Created by the Royal Society Of Chemistry (RSC), the University of Warwick, and IBM Research, it has been captured in a picture using state-of-the-art imaging techniques.
“When doodling in a planning meeting, it occurred to me that a molecular structure with three hexagonal rings above two others would make for an interesting synthetic challenge,” said Professor Graham Richards CBE, RSC Council member.
“I wondered: could someone actually make it, and produce an image of the actual molecule?”
Two chemists at the University of Warwick, David Fox and Anish Mistry, then used “clever” synthetic organic chemistry to build olympicene.
“Alongside the scientific challenge involved in creating olympicene in a laboratory, there’s some serious practical reasons for working with molecules like this,” said Dr Fox.
“The compound is related to single-layer graphite, also known as graphene, and is one of a number of related compounds which potentially have interesting electronic and optical properties.
“For example these types of molecules may offer great potential for the next generation of solar cells and high-tech lighting sources such as LEDs.”
Researchers at the Physics of Nanoscale Systems Group at IBM Research–Zurich then imaged the olympicene with unprecedented resolution by using a technique known as atomic force microscopy. Using this technique, the IBM researchers imaged a single olympicene molecule that is just 1.2 nanometers in width.
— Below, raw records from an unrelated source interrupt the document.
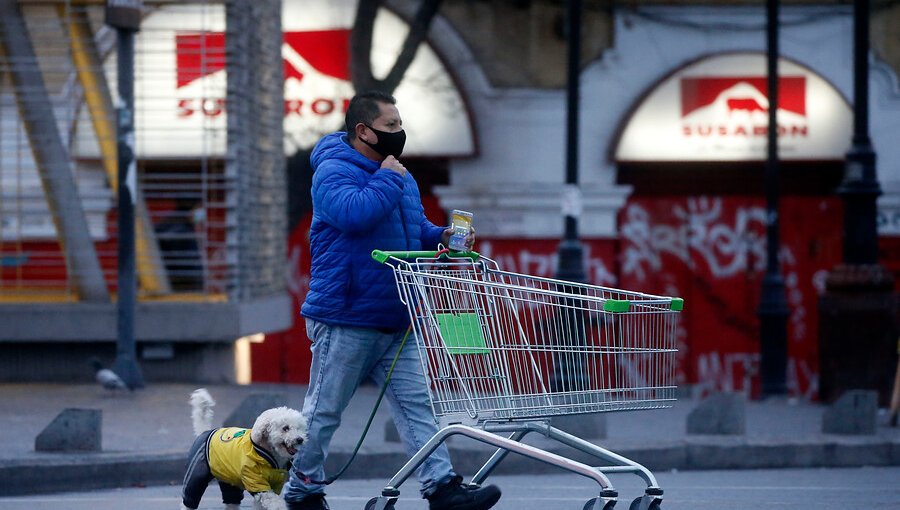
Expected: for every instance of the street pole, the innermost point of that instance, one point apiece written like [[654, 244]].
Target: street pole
[[773, 310], [571, 251], [857, 312], [859, 189], [568, 375], [125, 16]]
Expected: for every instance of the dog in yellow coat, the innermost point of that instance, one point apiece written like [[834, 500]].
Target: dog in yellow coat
[[255, 459]]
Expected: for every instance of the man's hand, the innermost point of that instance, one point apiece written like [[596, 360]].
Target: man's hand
[[391, 163], [470, 239]]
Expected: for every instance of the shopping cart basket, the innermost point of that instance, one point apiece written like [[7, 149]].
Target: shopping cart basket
[[504, 353]]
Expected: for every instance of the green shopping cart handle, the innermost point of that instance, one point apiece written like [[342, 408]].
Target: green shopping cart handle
[[382, 256]]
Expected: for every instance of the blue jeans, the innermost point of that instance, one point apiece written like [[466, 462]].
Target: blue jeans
[[342, 358]]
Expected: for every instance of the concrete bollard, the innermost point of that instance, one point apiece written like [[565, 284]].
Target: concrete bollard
[[854, 413], [246, 413], [722, 413], [73, 430]]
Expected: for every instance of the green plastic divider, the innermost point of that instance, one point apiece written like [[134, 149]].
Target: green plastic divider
[[461, 332], [382, 256], [616, 305]]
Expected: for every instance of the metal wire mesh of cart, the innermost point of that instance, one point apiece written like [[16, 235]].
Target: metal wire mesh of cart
[[497, 345]]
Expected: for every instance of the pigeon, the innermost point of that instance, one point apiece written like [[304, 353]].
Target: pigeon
[[107, 378]]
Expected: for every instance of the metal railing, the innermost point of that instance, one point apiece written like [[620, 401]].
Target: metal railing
[[210, 209]]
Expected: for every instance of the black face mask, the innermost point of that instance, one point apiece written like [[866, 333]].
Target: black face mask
[[389, 144]]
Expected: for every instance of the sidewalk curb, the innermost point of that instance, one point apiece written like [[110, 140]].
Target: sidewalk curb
[[80, 472]]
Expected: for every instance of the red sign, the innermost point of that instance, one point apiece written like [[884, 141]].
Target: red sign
[[747, 93], [198, 55]]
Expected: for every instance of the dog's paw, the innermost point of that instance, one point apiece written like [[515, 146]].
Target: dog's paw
[[268, 501]]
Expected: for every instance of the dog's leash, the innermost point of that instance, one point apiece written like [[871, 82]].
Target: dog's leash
[[307, 480]]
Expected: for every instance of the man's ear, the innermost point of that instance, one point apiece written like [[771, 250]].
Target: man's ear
[[360, 130]]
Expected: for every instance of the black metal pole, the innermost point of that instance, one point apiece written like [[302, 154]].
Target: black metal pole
[[571, 251], [773, 310], [860, 189], [126, 359], [568, 373]]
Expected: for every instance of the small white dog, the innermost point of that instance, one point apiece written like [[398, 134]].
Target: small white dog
[[255, 460]]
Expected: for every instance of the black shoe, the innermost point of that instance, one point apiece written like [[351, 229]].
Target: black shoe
[[456, 496], [311, 502]]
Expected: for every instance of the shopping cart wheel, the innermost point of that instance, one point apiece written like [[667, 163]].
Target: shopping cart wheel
[[599, 504], [651, 504], [381, 503]]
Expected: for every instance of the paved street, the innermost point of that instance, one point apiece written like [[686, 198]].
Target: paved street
[[822, 489]]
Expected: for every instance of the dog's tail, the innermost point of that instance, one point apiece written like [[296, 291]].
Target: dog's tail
[[201, 410]]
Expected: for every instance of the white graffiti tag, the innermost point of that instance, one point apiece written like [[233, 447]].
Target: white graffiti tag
[[725, 249]]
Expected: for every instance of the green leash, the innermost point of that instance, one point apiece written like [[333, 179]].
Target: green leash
[[340, 472]]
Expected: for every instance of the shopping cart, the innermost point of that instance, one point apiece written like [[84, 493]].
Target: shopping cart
[[504, 353]]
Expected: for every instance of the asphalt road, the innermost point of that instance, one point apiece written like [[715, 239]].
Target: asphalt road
[[820, 489]]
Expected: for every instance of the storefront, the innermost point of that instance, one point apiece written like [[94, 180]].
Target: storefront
[[673, 145]]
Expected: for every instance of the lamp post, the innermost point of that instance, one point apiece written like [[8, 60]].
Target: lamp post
[[859, 306], [568, 373], [125, 17], [773, 310], [571, 251]]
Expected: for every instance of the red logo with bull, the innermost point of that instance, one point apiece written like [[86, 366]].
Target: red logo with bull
[[320, 57], [738, 106]]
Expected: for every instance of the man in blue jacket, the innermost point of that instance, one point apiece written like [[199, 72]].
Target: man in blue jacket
[[364, 198]]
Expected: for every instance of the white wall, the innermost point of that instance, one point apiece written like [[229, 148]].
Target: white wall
[[514, 185]]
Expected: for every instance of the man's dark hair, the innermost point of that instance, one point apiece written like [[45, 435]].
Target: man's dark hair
[[364, 108]]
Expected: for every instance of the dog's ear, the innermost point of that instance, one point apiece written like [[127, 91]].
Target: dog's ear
[[261, 430]]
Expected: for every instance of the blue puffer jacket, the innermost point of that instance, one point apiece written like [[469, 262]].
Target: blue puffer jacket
[[357, 207]]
That’s about 100,000 times thinner than a human hair.
“The key to achieving atomic resolution was an atomically sharp and defined tip apex as well as the very high stability of the system,” explains IBM scientist Dr. Leo Gross.
“We prepared our tip by deliberately picking up single atoms and molecules and showed that it is the foremost tip atom or molecule that governs the contrast and resolution of our AFM measurements.”